That makes no sense...


----------



## XStitchesX

> Originally posted by <b>SacKings384</b>!
> Ya, the Kings will most likely finish #1 and the Grizz will most likely finish #8, ill be happy to face the Grizz in the first round :laugh:


Really umm Kings don't go anywhere cause what happen is Ch.. : :Coughs:: oke! ::Coughs::Choke!



> That makes no sense...


Actually if you think about it , it does Kings fan getting alittle mad on Grizz v.s Kings game thread.


----------



## talula

Griz fans, let's get back to the game because it is one heck of a game. :grinning: 


Sacramento 61
Memphis 82


----------



## MemphisX

> Originally posted by <b>SacKings384</b>!
> Ya, the Kings will most likely finish #1 and the Grizz will most likely finish #8, ill be happy to face the Grizz in the first round :laugh:


Sac won't finish #1.


----------



## talula

Once again, let's get back to the game. You guys are missing out.


----------



## Dakota

> Originally posted by *XStitchesX*!
> Really umm Kings don't go anywhere cause what happen is Ch.. : :Coughs:: oke! ::Coughs::Choke!



:rotf: 



> Originally posted by *Talula*!
> Griz fans, let's get back to the game because it is one heck of a game. :grinning:


Yeah I hear ya. I'll try. I wish I could see this game on television, but I am not blessed like those in Memphis.


----------



## Hibachi!

> Sac won't finish #1.


Explain to me whos gonna take it? Come on, the Lakers? The Lakers that are 5 games back? Those Lakers? Or the Timberwolves? Good luck... hell we dont even have C Webb back, hell be back in the second half and it will be a LOCK for #1 spot...


----------



## talula

*End 3rd* 
Sacramento 66
Memphis 87


*Kings* 
Divac - 17 points
Divac - 12 rebounds
Stojakovic - 5 assists


*Grizzlies* 
Williams - 23 points
Wright - 9 rebounds
Williams - 9 assists


----------



## talula

> Originally posted by <b>C-MO 22 LD</b>!
> Yeah I hear ya. I'll try. I wish I could see this game on television, but I am not blessed like those in Memphis.

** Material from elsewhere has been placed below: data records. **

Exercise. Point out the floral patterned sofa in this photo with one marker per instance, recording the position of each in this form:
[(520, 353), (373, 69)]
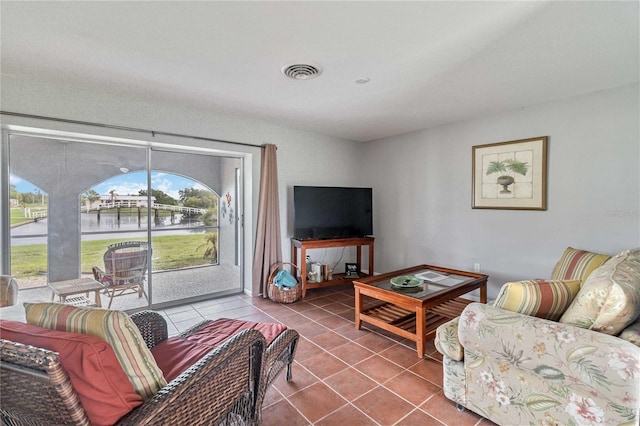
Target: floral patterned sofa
[(550, 352)]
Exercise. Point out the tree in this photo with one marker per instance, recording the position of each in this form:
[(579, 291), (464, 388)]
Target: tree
[(211, 247), (161, 197), (90, 195)]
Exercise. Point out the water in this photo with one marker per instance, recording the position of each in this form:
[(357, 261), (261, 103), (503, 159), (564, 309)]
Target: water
[(127, 226)]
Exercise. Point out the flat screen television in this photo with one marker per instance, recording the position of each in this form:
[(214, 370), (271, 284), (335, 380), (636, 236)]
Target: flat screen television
[(323, 212)]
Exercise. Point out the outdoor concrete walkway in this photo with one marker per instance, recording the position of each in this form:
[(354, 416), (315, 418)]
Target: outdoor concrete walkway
[(168, 286)]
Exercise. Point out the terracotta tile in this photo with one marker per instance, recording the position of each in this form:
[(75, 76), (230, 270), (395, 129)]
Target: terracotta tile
[(375, 342), (383, 406), (411, 387), (324, 365), (445, 410), (329, 340), (301, 306), (378, 368), (317, 314), (347, 416), (271, 397), (310, 329), (306, 350), (350, 383), (321, 301), (430, 369), (349, 315), (401, 355), (351, 332), (316, 402), (301, 379), (419, 417), (259, 317), (334, 321), (290, 318), (351, 353), (273, 415)]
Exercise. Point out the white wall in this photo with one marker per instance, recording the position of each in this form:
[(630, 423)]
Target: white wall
[(422, 208), (303, 157)]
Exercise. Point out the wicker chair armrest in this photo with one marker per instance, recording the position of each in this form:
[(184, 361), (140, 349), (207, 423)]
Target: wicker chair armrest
[(279, 354), (152, 326), (36, 388), (98, 274), (220, 388), (194, 328)]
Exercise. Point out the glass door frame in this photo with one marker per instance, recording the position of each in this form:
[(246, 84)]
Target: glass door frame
[(134, 140)]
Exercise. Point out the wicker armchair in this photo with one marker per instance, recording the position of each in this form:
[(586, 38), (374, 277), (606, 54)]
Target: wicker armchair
[(125, 268), (279, 355), (223, 387)]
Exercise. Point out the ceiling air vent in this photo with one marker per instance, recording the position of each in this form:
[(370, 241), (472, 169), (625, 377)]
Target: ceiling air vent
[(302, 71)]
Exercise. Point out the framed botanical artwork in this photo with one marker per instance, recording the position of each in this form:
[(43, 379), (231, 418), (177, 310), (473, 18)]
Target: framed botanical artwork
[(511, 175)]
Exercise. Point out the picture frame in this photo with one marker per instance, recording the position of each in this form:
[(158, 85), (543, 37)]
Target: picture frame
[(352, 270), (510, 175)]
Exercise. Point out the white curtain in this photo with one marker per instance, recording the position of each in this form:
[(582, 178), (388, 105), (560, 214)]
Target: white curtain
[(268, 244)]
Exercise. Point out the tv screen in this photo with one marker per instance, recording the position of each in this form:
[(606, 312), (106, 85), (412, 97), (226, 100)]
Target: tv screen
[(322, 212)]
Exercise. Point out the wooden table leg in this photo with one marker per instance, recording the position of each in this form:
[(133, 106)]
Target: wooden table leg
[(420, 330), (358, 309), (303, 269), (98, 300)]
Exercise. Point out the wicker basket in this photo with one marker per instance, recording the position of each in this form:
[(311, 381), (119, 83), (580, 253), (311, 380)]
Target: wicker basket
[(286, 294)]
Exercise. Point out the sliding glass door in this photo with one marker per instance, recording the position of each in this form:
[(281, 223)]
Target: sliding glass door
[(70, 200)]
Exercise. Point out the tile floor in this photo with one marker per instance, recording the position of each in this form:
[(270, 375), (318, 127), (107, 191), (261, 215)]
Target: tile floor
[(341, 376)]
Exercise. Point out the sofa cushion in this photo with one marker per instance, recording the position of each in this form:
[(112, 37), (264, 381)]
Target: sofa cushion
[(546, 299), (632, 333), (114, 327), (576, 264), (216, 332), (609, 299), (446, 340), (95, 372), (176, 354)]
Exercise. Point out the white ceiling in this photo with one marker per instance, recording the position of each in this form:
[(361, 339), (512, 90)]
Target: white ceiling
[(429, 63)]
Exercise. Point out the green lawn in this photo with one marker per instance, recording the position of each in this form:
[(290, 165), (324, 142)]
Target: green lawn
[(17, 213), (169, 252)]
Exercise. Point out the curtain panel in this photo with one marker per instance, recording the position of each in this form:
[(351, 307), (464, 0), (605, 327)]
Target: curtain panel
[(268, 240)]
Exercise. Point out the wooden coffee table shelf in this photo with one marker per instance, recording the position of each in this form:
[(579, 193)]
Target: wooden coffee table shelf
[(415, 315), (405, 319)]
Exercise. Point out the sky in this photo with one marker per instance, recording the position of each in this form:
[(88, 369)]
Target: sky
[(128, 184)]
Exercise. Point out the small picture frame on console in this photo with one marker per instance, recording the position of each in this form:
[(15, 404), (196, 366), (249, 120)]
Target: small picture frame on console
[(351, 270)]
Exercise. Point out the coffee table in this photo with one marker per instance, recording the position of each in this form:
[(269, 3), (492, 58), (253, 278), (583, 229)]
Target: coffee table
[(415, 312), (64, 289)]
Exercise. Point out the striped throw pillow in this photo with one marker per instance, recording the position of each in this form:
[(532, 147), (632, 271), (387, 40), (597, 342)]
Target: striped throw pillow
[(609, 300), (576, 264), (538, 298), (116, 328)]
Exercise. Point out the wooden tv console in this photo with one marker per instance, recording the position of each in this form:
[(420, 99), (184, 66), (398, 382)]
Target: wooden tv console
[(304, 245)]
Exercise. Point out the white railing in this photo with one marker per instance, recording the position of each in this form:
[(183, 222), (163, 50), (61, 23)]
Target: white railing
[(164, 207), (36, 214)]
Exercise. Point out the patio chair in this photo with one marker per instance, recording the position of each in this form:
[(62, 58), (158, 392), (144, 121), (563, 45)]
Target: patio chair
[(125, 268)]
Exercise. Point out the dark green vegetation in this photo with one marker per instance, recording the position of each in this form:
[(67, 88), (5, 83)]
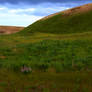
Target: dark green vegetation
[(59, 52), (62, 24), (48, 54)]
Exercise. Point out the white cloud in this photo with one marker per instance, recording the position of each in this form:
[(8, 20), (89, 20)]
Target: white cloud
[(2, 8), (21, 10)]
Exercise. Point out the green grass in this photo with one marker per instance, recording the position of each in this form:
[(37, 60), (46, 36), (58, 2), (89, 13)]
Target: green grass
[(59, 24), (58, 50)]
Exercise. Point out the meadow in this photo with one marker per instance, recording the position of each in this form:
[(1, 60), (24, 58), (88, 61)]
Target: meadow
[(57, 53)]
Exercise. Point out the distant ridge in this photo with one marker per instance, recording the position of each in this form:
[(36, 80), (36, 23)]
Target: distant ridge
[(79, 9), (10, 29), (74, 20)]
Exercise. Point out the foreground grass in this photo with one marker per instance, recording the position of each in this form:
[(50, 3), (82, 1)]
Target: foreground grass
[(45, 82), (58, 62)]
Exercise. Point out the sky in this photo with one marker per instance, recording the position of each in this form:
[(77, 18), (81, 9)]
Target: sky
[(25, 12)]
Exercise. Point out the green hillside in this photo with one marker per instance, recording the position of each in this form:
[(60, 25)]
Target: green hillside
[(57, 53), (62, 24)]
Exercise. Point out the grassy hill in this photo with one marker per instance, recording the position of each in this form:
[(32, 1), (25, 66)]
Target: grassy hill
[(70, 21), (57, 49)]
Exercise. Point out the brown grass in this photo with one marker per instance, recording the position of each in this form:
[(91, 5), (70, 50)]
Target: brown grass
[(9, 29)]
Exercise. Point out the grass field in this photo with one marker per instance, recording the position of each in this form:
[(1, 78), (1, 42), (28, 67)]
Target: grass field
[(57, 50)]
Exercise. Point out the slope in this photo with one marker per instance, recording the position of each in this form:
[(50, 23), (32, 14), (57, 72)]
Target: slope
[(75, 20)]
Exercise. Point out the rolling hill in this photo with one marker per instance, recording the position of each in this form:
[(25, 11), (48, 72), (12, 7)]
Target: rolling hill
[(53, 54), (75, 20)]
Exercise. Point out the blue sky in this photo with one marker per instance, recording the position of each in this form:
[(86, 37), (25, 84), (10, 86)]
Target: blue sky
[(25, 12)]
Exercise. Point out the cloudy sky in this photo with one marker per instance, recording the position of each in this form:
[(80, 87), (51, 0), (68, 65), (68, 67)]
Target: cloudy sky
[(25, 12)]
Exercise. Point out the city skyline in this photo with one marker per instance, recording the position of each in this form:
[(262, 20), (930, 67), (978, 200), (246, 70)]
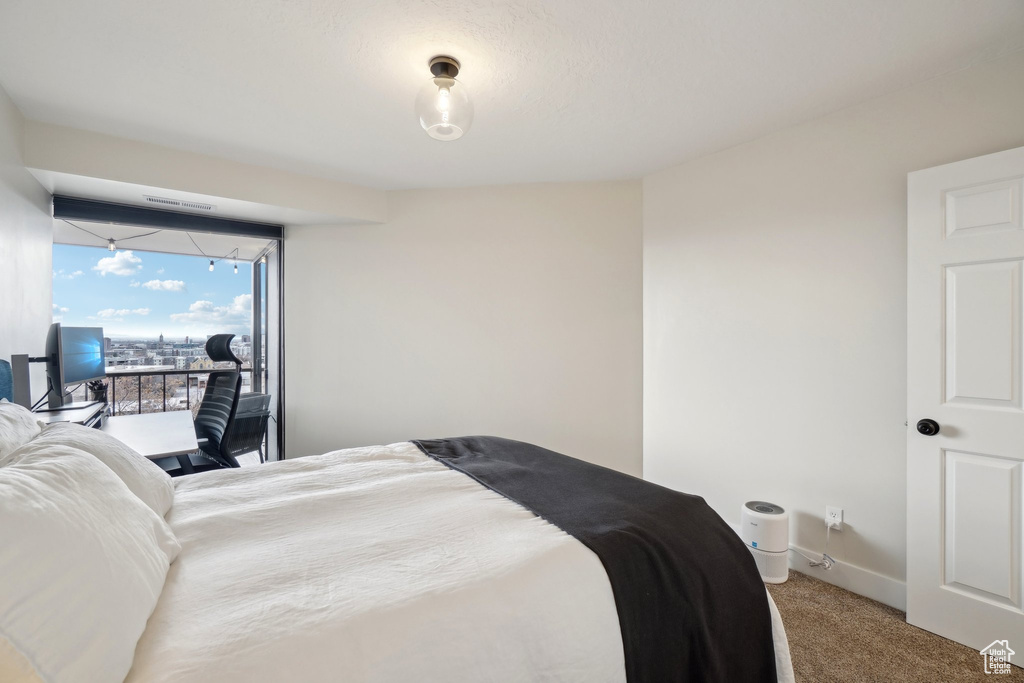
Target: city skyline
[(142, 295)]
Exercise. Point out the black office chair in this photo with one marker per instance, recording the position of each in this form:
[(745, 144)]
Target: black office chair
[(216, 413), (247, 431), (218, 347)]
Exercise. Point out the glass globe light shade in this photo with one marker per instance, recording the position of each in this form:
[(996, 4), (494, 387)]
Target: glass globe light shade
[(443, 108)]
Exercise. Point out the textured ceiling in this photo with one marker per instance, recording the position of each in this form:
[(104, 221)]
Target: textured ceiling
[(563, 90)]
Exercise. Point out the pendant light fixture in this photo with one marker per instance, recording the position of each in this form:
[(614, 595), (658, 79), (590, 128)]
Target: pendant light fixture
[(442, 103)]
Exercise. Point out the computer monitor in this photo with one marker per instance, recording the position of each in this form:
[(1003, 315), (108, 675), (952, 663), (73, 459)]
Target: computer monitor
[(74, 355)]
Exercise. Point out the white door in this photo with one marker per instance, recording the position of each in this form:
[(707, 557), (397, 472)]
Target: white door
[(965, 371)]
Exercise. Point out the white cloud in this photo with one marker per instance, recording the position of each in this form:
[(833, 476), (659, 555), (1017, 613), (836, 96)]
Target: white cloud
[(235, 317), (122, 263), (121, 312), (165, 285)]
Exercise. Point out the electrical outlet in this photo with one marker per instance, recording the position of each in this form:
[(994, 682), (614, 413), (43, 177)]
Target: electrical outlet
[(834, 517)]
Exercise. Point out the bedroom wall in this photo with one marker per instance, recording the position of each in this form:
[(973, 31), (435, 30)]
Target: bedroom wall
[(775, 313), (26, 247), (514, 311)]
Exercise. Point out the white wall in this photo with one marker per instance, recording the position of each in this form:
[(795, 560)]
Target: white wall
[(513, 311), (775, 312), (26, 247)]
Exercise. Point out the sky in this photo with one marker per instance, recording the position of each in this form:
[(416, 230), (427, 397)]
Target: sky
[(145, 294)]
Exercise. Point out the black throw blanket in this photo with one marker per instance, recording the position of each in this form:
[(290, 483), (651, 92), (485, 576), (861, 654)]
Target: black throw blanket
[(691, 605)]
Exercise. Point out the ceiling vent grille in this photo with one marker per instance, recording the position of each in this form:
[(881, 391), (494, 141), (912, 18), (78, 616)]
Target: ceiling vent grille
[(184, 205)]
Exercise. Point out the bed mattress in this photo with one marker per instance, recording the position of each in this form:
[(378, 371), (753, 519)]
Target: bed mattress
[(376, 564)]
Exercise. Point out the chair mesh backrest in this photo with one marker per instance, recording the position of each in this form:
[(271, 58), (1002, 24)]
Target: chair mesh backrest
[(6, 381), (248, 429), (219, 403)]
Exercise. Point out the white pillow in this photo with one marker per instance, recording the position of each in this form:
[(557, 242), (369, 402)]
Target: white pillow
[(83, 562), (142, 476), (17, 427)]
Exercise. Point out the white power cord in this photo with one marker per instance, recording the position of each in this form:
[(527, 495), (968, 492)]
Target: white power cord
[(826, 562)]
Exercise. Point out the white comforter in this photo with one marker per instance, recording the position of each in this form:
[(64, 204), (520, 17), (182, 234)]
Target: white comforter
[(375, 564)]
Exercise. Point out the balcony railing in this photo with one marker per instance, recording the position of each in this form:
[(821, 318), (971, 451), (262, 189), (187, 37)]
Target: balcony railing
[(142, 389)]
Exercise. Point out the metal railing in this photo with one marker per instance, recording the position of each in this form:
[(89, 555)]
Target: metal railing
[(142, 397)]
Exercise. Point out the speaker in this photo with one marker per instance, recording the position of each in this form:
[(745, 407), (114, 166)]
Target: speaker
[(765, 529)]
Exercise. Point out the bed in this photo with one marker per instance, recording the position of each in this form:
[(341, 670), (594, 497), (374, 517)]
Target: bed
[(383, 563)]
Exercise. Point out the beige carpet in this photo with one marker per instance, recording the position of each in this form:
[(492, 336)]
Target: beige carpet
[(836, 635)]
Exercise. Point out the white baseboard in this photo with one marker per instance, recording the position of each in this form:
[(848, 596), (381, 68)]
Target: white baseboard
[(854, 579)]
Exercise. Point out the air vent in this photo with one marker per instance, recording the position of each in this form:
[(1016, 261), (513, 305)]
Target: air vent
[(184, 205)]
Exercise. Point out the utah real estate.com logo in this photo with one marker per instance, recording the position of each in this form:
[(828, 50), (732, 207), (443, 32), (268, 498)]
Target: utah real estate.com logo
[(997, 656)]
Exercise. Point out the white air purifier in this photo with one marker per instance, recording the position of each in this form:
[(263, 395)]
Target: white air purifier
[(765, 529)]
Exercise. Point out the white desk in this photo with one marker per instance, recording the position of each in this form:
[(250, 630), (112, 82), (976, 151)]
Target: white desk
[(155, 434)]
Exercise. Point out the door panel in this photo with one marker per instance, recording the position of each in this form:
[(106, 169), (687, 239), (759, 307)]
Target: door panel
[(987, 208), (982, 526), (983, 333), (965, 371)]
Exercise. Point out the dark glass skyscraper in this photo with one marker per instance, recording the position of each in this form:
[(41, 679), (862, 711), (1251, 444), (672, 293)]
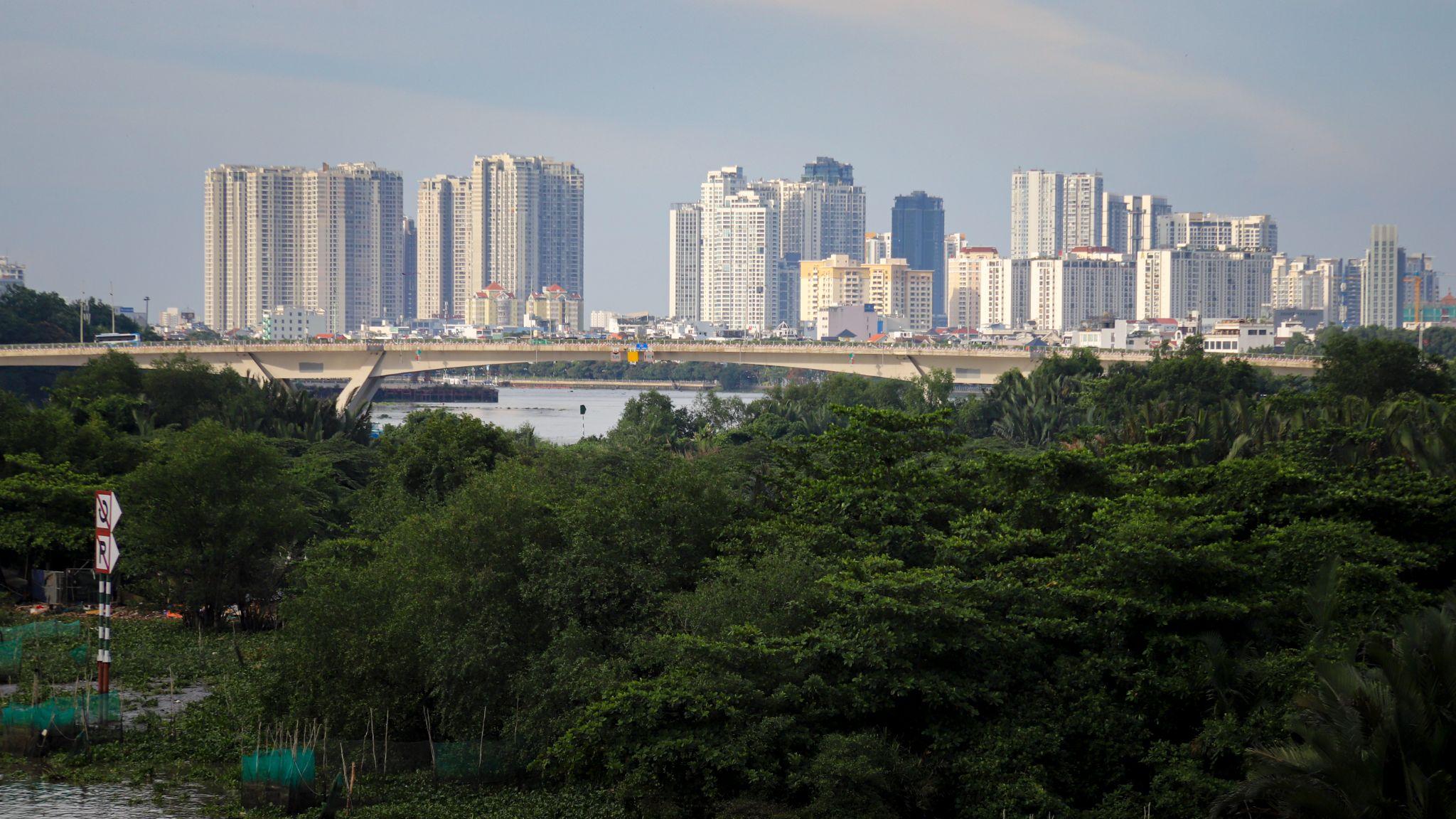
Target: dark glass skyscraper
[(829, 169), (918, 235)]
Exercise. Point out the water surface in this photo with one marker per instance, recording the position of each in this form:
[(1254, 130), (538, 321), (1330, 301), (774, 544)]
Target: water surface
[(555, 413)]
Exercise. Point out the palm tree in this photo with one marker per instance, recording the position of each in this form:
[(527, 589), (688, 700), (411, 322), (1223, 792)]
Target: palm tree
[(1375, 739)]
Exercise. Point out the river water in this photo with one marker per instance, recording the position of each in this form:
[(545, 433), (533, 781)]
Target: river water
[(28, 799), (554, 413)]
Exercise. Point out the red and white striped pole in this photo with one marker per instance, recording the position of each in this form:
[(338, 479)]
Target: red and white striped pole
[(108, 512)]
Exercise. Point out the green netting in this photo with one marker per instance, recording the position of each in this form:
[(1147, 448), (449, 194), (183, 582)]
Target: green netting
[(456, 759), (280, 767), (9, 659), (41, 628), (62, 713)]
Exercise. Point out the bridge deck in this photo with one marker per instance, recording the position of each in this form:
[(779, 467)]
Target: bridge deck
[(365, 363)]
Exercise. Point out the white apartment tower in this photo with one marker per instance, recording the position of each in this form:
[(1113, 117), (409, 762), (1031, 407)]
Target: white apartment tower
[(528, 223), (740, 259), (1211, 230), (1081, 210), (1079, 286), (1051, 212), (963, 286), (1382, 290), (1005, 294), (1219, 284), (443, 270), (1130, 222), (685, 259), (817, 219), (1305, 283), (877, 248), (328, 240)]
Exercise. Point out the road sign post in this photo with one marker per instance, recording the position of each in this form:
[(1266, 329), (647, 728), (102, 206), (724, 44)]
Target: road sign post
[(108, 513)]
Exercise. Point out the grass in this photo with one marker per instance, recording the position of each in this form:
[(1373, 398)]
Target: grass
[(201, 745)]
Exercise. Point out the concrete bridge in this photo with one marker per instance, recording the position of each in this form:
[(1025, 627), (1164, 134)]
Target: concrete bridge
[(366, 363)]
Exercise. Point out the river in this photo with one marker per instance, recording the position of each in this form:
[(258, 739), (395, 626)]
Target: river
[(28, 799), (554, 413)]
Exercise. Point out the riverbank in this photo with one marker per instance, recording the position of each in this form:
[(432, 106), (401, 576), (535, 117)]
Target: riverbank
[(196, 709), (594, 384)]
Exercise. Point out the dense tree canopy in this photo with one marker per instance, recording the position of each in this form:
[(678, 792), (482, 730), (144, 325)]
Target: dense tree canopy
[(1086, 592)]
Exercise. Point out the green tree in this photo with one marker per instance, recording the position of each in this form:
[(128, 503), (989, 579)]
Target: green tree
[(1374, 739), (213, 518)]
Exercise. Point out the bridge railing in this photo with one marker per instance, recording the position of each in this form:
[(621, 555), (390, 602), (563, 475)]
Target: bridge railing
[(747, 346)]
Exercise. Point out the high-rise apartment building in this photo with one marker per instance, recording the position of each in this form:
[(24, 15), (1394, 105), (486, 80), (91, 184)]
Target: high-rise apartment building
[(840, 282), (685, 259), (528, 218), (1346, 295), (877, 247), (1005, 294), (1382, 287), (443, 269), (820, 215), (1051, 212), (1130, 222), (328, 240), (963, 286), (1081, 210), (829, 171), (411, 294), (740, 258), (1081, 284), (1219, 284), (1421, 267), (918, 237), (1305, 283), (1211, 230), (953, 247)]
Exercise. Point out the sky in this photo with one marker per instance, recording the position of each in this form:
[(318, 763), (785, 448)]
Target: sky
[(1331, 115)]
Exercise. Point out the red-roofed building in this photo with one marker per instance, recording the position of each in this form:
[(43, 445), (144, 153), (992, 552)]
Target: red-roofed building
[(493, 306), (555, 308)]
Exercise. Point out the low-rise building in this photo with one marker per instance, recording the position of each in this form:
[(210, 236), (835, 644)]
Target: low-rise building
[(493, 306), (892, 287), (1238, 337), (12, 274), (1133, 334), (291, 323), (555, 309)]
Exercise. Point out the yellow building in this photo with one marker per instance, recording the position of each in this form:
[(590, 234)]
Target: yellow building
[(555, 308), (892, 287), (493, 306)]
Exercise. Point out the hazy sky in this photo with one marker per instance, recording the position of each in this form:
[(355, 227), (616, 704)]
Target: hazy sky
[(1328, 115)]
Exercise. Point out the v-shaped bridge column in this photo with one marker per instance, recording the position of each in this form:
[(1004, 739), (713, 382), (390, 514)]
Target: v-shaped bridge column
[(363, 385)]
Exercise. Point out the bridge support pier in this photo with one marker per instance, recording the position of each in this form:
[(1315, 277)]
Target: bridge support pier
[(361, 388)]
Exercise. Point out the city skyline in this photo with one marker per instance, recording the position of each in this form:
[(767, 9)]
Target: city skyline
[(1310, 149)]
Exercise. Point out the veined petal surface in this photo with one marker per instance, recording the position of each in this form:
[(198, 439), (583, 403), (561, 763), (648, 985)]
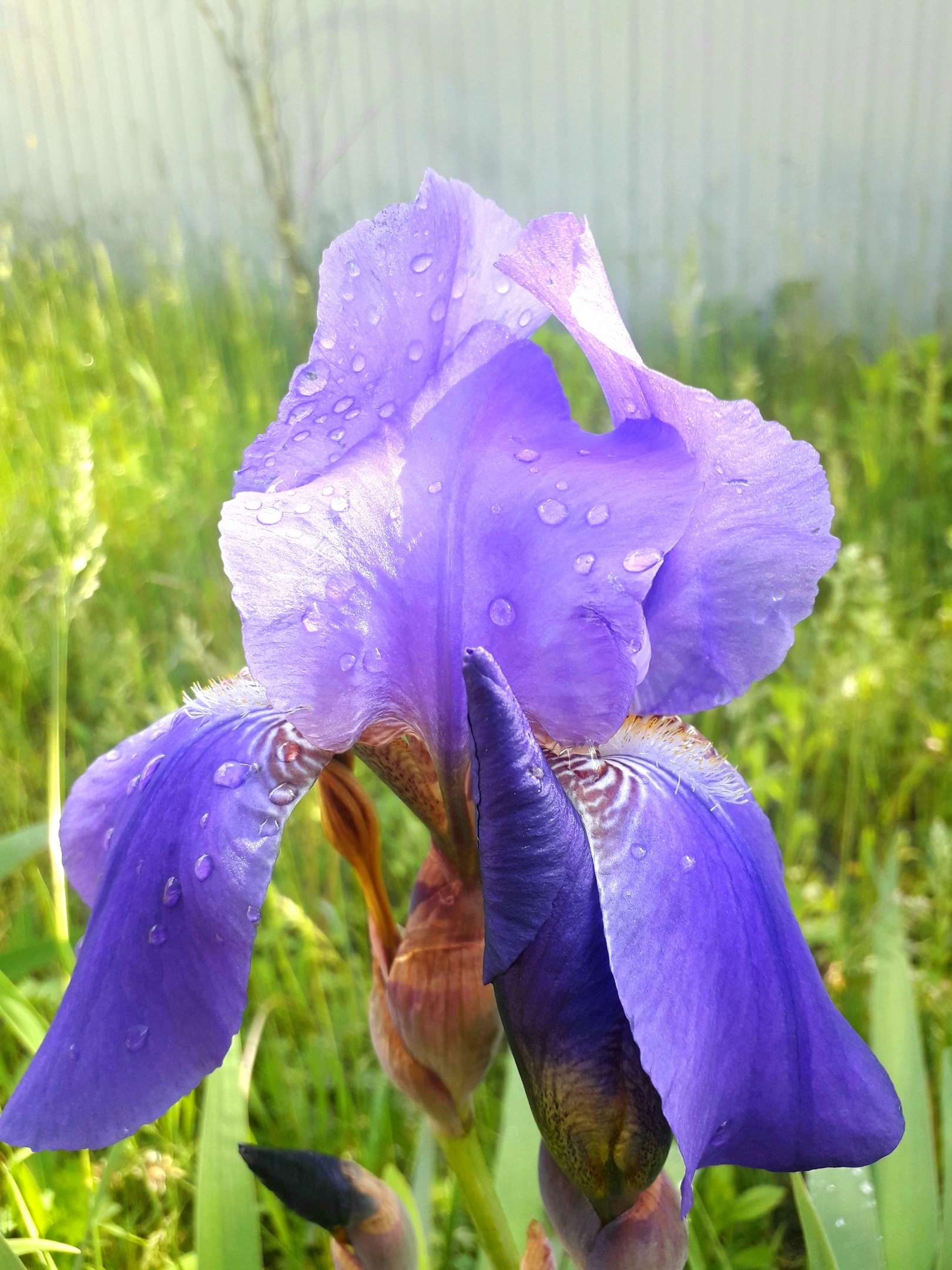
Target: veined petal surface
[(723, 607), (398, 298), (177, 859), (494, 521), (753, 1062)]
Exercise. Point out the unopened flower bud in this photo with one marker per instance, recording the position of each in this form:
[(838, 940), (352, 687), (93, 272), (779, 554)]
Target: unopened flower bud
[(370, 1227), (648, 1236), (433, 1021)]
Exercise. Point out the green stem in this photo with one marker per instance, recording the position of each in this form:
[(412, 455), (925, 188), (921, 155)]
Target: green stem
[(465, 1157)]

NBA League Pass is having a free preview. Maybe you can see it there.


----------



## Dakota

> Originally posted by *talula*!
> NBA League Pass is having a free preview. Maybe you can see it there.


Nah, I don't think my television gets that channel. Thanks though.


----------



## Hibachi!

Memphis played a good game, Sacramento deserved to lose the way they played, and J Will was absolutely on FIRE, im still not feelin Posey, he tries to act all hard like hes somethin... when he really isnt, Id take Christie over him anyday, he did a good job on Peja, but imo was not the 100% reason Peja had such a bad game...


----------



## talula

*Final*
Sacramento 95
Memphis 109


*Kings*
Divac - 17 points
Divac - 12 rebounds
Stojakovic - 5 assists
Bibby/Wallace - 1 block
Jackson - 3 steals


*Grizzlies*
Miller - 27 points
Wright - 14 rebounds
Williams - 10 assists
Swift - 4 blocks
Posey - 4 steals


Box Score


----------



## talula

I bet UKfan4Life enjoyed himself at the game tonight.


----------



## UKfan4Life

> Originally posted by <b>talula</b>!
> I bet UKfan4Life enjoyed himself at the game tonight.


Hell yeah I did! You will not believe the atmosphere. Every time, and I mean EVERY TIME, Peja touched the ball, there was an endless barrage of boo's from the crowd. Every time, and again I mean EVERY TIME, Peja was shown on screen, there was yet another barrage of boo's. The courtside seats were nothing short of spectacular. Vlade Divac is HUGE! I know he's tall, and I know there are players taller than him, but man, he is BIG! He's not fat, but he's thick as hell. He made every player on the court look like they were 6'0.

MVP of the game = James Posey. By far.

"Ladies and gentlemen, the Grizzlies didn't _beat_ the Kings. They *DOMINATED* the Kings!"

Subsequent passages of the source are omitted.